Dying For Profit
Wally Brewer |
When we become king, the first thing we will do is raise from the dead the obit writers of the world. Their death was never officially announced. The papers just sort of hinted at it, by gradually cutting back from a few obituaries a day to maybe just one, and often none. Unless you pay for it.
Now, that's a whole different story. You still see obituaries in the papers but almost all of them are like ads. They cost money. And often they read like ads, filled with phrases such as "joined the Lord" or "ascended to heaven" and surrounded by “loving and devoted family.” They avoid at all costs the word "died." And you never read that someone "died and went directly to hell."
This has obviously become a good source of income for newspapers. We paid for an obit in a northern paper for a colleague who had played an important role in the development of regional magazines. We thought he deserved a real obit, for free, but it was not to be. Our piece was therefore tightly crafted, about seven inches, and cost $1,300. We wanted to write more but we ran out of money. At least you know when you read something that long that the deceased must have had some status, or at least somebody (usually a relative) thought so. Not long after we saw a free obit for a woman who worked for the same newspaper. What was her job? She wrote obits. Some jobs come with privilege.
Now, not all obits are paid for, not directly. A funeral home usually will submit a death notice as part of its fee. They usually say: "Joe Smith. May 6, 2014." They rarely exceed three or four lines. If they do, the cash register comes on. It is easy to tell a real obit from a death notice. A real obit looks and reads like news, because it is. A paid death notice looks like a death notice. It has small, crowded type.
Our first job as a sports writer on a suburban daily had us sitting next to a woman of vintage whose sole job was to write obits.

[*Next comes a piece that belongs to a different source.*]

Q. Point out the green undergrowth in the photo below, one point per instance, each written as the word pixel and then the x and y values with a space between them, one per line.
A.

From 7 a.m. on, she was busy talking with funeral directors. At the same time she was working on her horse racing form, picking her nags for the day. She mumbled aloud. One got to recognize names of jockeys and horses, as well as an occasional name of somebody who had passed. Rarely did she show emotion in her work, but when she did, the whole newsroom knew it. "Twenty-three! What the hell did he die from?"
These morbid thoughts are occasioned by the recent deaths of two prominent people. Earl Morrall made the front page of both the Sun-Sentinel and The Miami Herald the day after he died. Giants of football, including Don Shula, were quoted at length. Wally Brewer barely made the paper four days after he died, and just a day before his funeral service. The picture was barely recognizable (see above). Nobody was quoted. It was a paid death notice.

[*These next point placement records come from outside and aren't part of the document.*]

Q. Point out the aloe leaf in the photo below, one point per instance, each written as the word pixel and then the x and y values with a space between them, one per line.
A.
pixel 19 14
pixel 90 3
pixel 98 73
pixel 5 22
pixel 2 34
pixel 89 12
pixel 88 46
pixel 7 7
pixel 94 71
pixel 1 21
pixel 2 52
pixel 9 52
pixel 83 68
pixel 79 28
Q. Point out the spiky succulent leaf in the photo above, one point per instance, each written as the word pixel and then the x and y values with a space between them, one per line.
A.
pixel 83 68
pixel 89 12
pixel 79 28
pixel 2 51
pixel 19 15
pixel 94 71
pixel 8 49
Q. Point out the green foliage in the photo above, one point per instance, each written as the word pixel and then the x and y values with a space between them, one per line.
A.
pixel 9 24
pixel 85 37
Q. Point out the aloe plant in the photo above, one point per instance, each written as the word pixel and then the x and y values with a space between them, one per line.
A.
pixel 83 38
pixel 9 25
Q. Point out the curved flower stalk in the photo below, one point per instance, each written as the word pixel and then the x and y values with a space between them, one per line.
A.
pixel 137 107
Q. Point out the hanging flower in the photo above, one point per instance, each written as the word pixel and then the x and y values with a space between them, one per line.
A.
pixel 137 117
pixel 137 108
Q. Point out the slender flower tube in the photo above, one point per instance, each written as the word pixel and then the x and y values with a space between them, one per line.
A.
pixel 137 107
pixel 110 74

Now, Earl Morrall deserved the attention he got. He was backup quarterback in the Miami Dolphins undefeated 1972 season, and won many of the games. He did the same for the Baltimore Colts a few years before when the great Johnny Unitas got hurt. Morrall was an outstanding citizen – he was the mayor of Davie and was an exemplary figure from a team that had more than its share of exemplary figures. Even though he had moved to Naples, many people would remember him.
We wonder, however, if more people might remember Wally Brewer. We knocked out a fast blog on him when we thought his death might not even make the paper. It got more reaction than anything we have done over the last several years. Thousands of people knew Wally, and not just from a distance. He was one of the best known bar owners in the long history of the hospitality industry on the Gold Coast. He started in Boca Raton in the early 1960s and over the next 50 years owned four more places, all of them popular. He was a prominent figure in the Irish community, Irishman of the Year, grand marshal of the St. Patrick’s Day parade, and was known to escort a green pig from bar to bar on St. Patty’s Day.

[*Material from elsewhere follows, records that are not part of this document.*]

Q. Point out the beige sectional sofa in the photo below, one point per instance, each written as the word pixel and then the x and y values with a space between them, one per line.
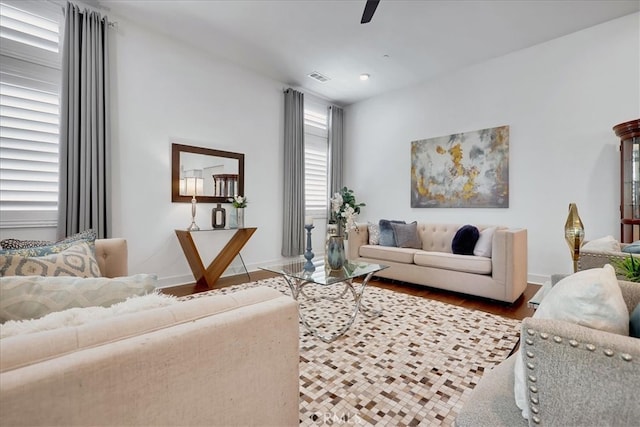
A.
pixel 503 276
pixel 216 360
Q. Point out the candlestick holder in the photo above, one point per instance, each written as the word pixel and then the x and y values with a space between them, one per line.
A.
pixel 308 266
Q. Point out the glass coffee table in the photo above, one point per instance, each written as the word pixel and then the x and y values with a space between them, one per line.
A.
pixel 327 297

He also was a community guy, and did a lot of good for many people and organizations. One of his contributions was leading the way in the redevelopment of Fort Lauderdale’s historic district. In 1991, he opened The Olde Towne Chop House located at Second Street and the FEC Railway at the time the Broward Center for the Performing Arts was about to transform a shabby district. It became popular with the Blockbuster Entertainment crowd, and Wally’s always smiling, ruddy face and cordial welcoming became a signature for urban renewal. He was, in short, deserving of a serious sendoff. His funeral mass and celebration at Coral Ridge Country Club were well attended, but not as well as it might have been had more people known he was gone.
It seems like poor business for the papers to make obits of important people a source of revenue. After all, their declining readership tends to be older people – the ones who read obits. Young people don’t read obits, or much else for that matter. And that may be the problem. Perhaps the older people at the papers, who would know Wally Brewer, have all been bought out, and none of their replacements had even heard of the man.
The eulogy by Wally Brewer’s lawyer, Ernie “the attorney” Kollra captured the man very well. It was warm, witty and rich in anecdote. Too bad you didn’t read it in the paper.